While there is no one single way to deal with this, when you have a loved one, like a parent who is going through the final stages of their life, it's undeniably difficult. And we all find ways of trying to deal with this stress, but when we are attempting to support a parent who has been diagnosed with a terminal illness, you feel like you need to be Superwoman to get through the issues. And while we all deal with our mortality in different ways, some of us go on a major health kick and encourage our children and other family members to do the same, this might be the symptom of something much deeper. And it's important to recognize what you are going through as well as the person you care deeply about.
Researching the illness
This can be a double-edged sword because, for those that have been diagnosed with an illness that can cause you a lot of heartbreak, it may be adding fuel to the fire by looking deeper into it. However, a lot of people have found useful bits of information by doing their own research into the diagnosed illness, and so it helps them look after their parent better and to understand certain signs and symptoms they can spot and take the appropriate action before anything gets worse.

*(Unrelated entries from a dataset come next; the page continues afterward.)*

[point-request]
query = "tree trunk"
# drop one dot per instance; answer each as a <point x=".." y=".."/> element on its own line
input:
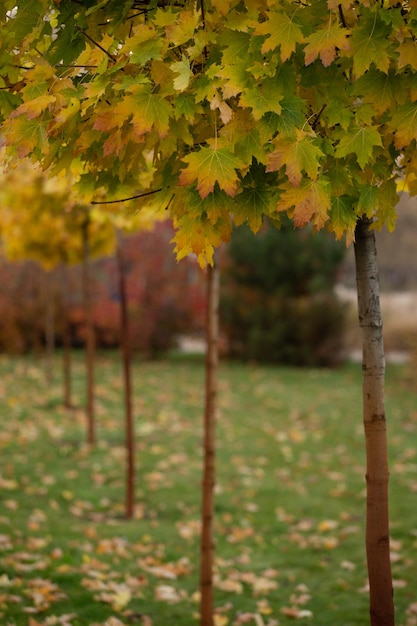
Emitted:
<point x="126" y="359"/>
<point x="49" y="324"/>
<point x="377" y="474"/>
<point x="66" y="340"/>
<point x="90" y="339"/>
<point x="207" y="539"/>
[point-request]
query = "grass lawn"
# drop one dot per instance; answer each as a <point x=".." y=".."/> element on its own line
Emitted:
<point x="289" y="506"/>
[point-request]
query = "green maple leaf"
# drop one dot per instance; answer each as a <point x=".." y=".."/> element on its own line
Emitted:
<point x="298" y="155"/>
<point x="263" y="98"/>
<point x="292" y="115"/>
<point x="257" y="198"/>
<point x="27" y="135"/>
<point x="343" y="218"/>
<point x="196" y="231"/>
<point x="183" y="73"/>
<point x="404" y="124"/>
<point x="369" y="44"/>
<point x="211" y="165"/>
<point x="149" y="110"/>
<point x="368" y="200"/>
<point x="360" y="141"/>
<point x="309" y="202"/>
<point x="282" y="31"/>
<point x="383" y="91"/>
<point x="324" y="42"/>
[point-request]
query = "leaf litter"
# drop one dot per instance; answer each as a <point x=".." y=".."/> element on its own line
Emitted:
<point x="289" y="502"/>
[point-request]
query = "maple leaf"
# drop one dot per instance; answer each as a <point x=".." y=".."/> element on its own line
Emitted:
<point x="26" y="135"/>
<point x="310" y="202"/>
<point x="383" y="91"/>
<point x="360" y="141"/>
<point x="263" y="99"/>
<point x="298" y="155"/>
<point x="282" y="31"/>
<point x="199" y="236"/>
<point x="324" y="42"/>
<point x="184" y="73"/>
<point x="34" y="108"/>
<point x="343" y="218"/>
<point x="211" y="165"/>
<point x="404" y="124"/>
<point x="257" y="198"/>
<point x="408" y="54"/>
<point x="149" y="110"/>
<point x="369" y="44"/>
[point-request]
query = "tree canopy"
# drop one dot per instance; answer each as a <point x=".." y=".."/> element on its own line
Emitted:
<point x="220" y="110"/>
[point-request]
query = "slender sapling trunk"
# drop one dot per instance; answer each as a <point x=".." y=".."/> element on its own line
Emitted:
<point x="377" y="474"/>
<point x="66" y="340"/>
<point x="90" y="338"/>
<point x="207" y="538"/>
<point x="49" y="325"/>
<point x="126" y="359"/>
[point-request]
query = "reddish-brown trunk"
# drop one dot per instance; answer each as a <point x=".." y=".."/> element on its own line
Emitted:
<point x="66" y="341"/>
<point x="90" y="338"/>
<point x="126" y="359"/>
<point x="207" y="539"/>
<point x="377" y="473"/>
<point x="49" y="324"/>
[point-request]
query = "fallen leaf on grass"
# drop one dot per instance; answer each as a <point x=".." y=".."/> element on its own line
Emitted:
<point x="229" y="585"/>
<point x="42" y="593"/>
<point x="165" y="593"/>
<point x="295" y="612"/>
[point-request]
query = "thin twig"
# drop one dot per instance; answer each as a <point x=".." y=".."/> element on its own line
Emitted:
<point x="140" y="195"/>
<point x="87" y="36"/>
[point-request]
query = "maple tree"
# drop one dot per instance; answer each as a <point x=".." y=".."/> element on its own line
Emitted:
<point x="221" y="111"/>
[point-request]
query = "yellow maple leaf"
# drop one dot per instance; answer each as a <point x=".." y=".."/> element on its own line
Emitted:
<point x="34" y="108"/>
<point x="310" y="202"/>
<point x="324" y="42"/>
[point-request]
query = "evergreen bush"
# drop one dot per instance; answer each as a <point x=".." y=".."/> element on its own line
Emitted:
<point x="278" y="303"/>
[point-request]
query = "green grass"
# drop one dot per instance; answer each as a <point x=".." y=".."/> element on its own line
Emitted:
<point x="289" y="503"/>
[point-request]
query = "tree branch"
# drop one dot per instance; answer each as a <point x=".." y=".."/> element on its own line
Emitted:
<point x="87" y="36"/>
<point x="140" y="195"/>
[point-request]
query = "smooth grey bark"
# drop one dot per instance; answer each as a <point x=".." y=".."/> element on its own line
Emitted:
<point x="127" y="379"/>
<point x="377" y="472"/>
<point x="209" y="477"/>
<point x="90" y="337"/>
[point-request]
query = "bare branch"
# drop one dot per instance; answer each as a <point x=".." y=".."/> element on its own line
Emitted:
<point x="140" y="195"/>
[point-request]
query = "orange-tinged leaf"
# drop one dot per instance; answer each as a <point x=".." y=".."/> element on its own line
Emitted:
<point x="26" y="135"/>
<point x="282" y="32"/>
<point x="149" y="111"/>
<point x="324" y="42"/>
<point x="34" y="108"/>
<point x="211" y="165"/>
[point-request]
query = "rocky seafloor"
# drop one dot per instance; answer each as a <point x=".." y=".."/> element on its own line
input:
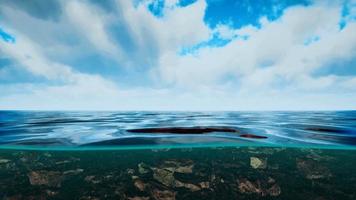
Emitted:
<point x="166" y="174"/>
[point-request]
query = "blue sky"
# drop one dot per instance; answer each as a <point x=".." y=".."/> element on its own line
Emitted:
<point x="178" y="55"/>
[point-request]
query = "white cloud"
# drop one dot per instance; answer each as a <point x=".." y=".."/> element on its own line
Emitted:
<point x="271" y="70"/>
<point x="90" y="22"/>
<point x="275" y="51"/>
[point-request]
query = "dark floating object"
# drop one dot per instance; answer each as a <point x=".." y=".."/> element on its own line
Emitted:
<point x="184" y="130"/>
<point x="195" y="130"/>
<point x="326" y="129"/>
<point x="247" y="135"/>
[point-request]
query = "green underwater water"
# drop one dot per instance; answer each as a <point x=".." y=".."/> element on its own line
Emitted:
<point x="179" y="173"/>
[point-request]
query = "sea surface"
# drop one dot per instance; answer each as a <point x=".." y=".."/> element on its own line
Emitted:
<point x="177" y="155"/>
<point x="79" y="130"/>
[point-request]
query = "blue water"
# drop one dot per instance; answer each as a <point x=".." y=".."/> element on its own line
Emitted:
<point x="100" y="130"/>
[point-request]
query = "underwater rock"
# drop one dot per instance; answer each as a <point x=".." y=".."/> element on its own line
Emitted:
<point x="258" y="163"/>
<point x="48" y="178"/>
<point x="130" y="171"/>
<point x="140" y="185"/>
<point x="164" y="176"/>
<point x="51" y="193"/>
<point x="204" y="185"/>
<point x="312" y="169"/>
<point x="182" y="166"/>
<point x="143" y="168"/>
<point x="274" y="191"/>
<point x="92" y="179"/>
<point x="245" y="186"/>
<point x="62" y="162"/>
<point x="261" y="188"/>
<point x="73" y="171"/>
<point x="138" y="198"/>
<point x="163" y="195"/>
<point x="4" y="161"/>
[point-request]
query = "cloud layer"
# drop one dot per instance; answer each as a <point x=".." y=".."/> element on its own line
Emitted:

A common illness for people above the age of 60 is asbestos poisoning, also known as mesothelioma, and if you look into the symptoms of mesothelioma, you can get vital information on what treatments are best. In addition to this, as well as what you might actually be entitled to claim for when it comes to things like medical bills or lost wages. While financial compensation may be the furthest thing from you and your parent's mind, this might be something that can help cushion the blow in a little way.
The importance of being open
If you have parents that have been reticent to talk about their condition you need to be patient, as maybe one day they will be ready to talk, and when that day comes be prepared to listen regardless of if you would want to avoid the subject. You don't need to give advice per se, as maybe all they require is a sounding board to discuss certain options, but you need to make sure that they feel comfortable in being so open and honest with you. So the best way is to reciprocate those feelings. They may have fears about death or the process of dying, and it's important for you to calm their fears and to do what you can to alleviate these worries whether by doing something for them or to offer encouraging words.
Create an atmosphere that is peaceful
Nobody wants to be constantly reminded of death or illness least of all the afflicted person, and so it's best for you to create an atmosphere that is full of love and laughter by having somewhere that feels like a home rather than a hospice or a healthcare facility. We all have the right to dignity when we pass, and this is a little thing that you can do for them.